The proliferation of absolute return vehicles for advisors is striking a chord. In addition to AQR's $150 million in assets in less than nine months, Putnam's four strategies captured a total of $700 million so far this year.

Still, a handful of advisors are taking it upon themselves to devise their variants on the strategy. Few are more ambitious than Robert Levitt, chief investment officer of Levitt Capital Management in Boca Raton, Fla. Several years ago, he concluded that the best investment opportunities were abroad and moved to the French Riviera, which he uses as a base to scour the globe for the $450 million in client assets he manages.

We caught up with Levitt in Kuala Lumpur, Malaysia, where he was on a research trip as he pursues a thematic, global absolute return strategy. These themes include growing affluence in the developing world, an aging population, growing agricultural needs, technology and urbanization. Levitt's return goals are somewhat more ambitious, as he targets a three-year average return in the low teens.

In late October, Levitt says a typical client portfolio was up 25% after a 16% decline in 2008, when returns in foreign investments were hurt by a flight to the greenback. U.S. equities accounted for only 10.5% of the portfolio, while South America (mostly Brazil) represented 6.8%. European stocks were 8.5% and Chinese equities were 15%. However, his clients have investments in Israel, Iraq, India, Canada, Russia, Qatar and Pakistan, among other places.

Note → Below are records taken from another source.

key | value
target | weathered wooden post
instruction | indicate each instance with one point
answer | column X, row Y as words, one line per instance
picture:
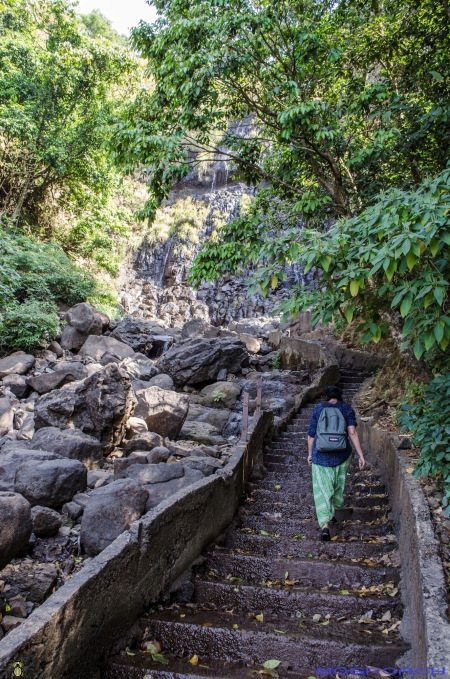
column 259, row 397
column 244, row 418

Levitt says he is quick to lighten his exposure to stocks if the markets go against him. "If my clients want to get out, we'll get out," he explains. "If the markets look scary, we'll get out, even if we are wrong."

Solutions in the absolute return space are all over the map. Sanjay Yodh, managing director of alternative strategies at Rydex SGI, says his firm is broadening the suite of products to allow advisors and their clients the ability to manage risk more effectively.

Each of Rydex SGI's products-managed futures, commodity long-short and multi-hedge fund of funds-have different risk/return profiles. "It's very important for investors to focus on risk management, and we believe many alternative products can help mitigate loss," Yodh says. "These strategies need to be flexible enough to capture returns in any type of market by utilizing all the levers available, which include being able to go long, short, hedging, etc."

Caveats Galore
Advisors relying on absolute return strategies for the lion's share of clients' portfolios acknowledge that, while clients were delighted in 2008 to suffer losses in the low teens, they've started to voice discontent since many major indexes have soared 50% or more since mid-March. Some observers think they've seen it all before.

"A lot of what people were wearing for a philosophy was merely an outlook," declares Nick Murray, editor of the electronic newsletter Nick Murray Interactive. "This is precisely why you find advisors significantly altering their approach, through 'tactical asset allocation' (the world's smelliest euphemism for market timing), shorting, option writing and various other return-reducing devices: What they thought was a philosophy was merely a mistaken notion of how the world works, and/or the absence of a sufficiently adult memory. Now those advisors are going to punish their clients for what they (the advisors) still haven't learned.

"As with the other two major episodes of a decade of no equity returns in the last hundred years (the ones that ended in 1935 and 1974), I suspect you will now see a protracted period of above-average returns, with trailing ten-year returns cycling back up toward 20%, as happened in both other instances," Murray continues. "Marty Zweig famously said that the market will always figure out a way to disappoint the largest possible number of people, and my hunch is that the most bitterly disappointed advisors and investors over the next block of time will be those who are just now shrilly excoriating the 'outdated' notion of buy-and-hold."

Leading practitioners of absolute return investing understand where Murray is coming from, even if they are somewhat more agnostic in their outlook. Putnam's Knight views absolute return as "a complement," to other holdings in an investor's portfolio, not a substitute for them.

And AQR's Asness sees the danger of reading too much into the events of 2008. "Investors of all types tend to overreact to the relatively recent past, particularly to what's happened over, say, the last three to five years," he says. "If over this time frame, long-only strategies outperformed absolute return, investors would probably favor them more than usual. Sadly it would probably be the precise time to do the opposite."

In the interest of disclosure, many of the sources quoted in this article, including Nick Murray, Michael Martin, Cliff Asness and Lou Stanasolovich, do write or have written for Financial Advisor magazine.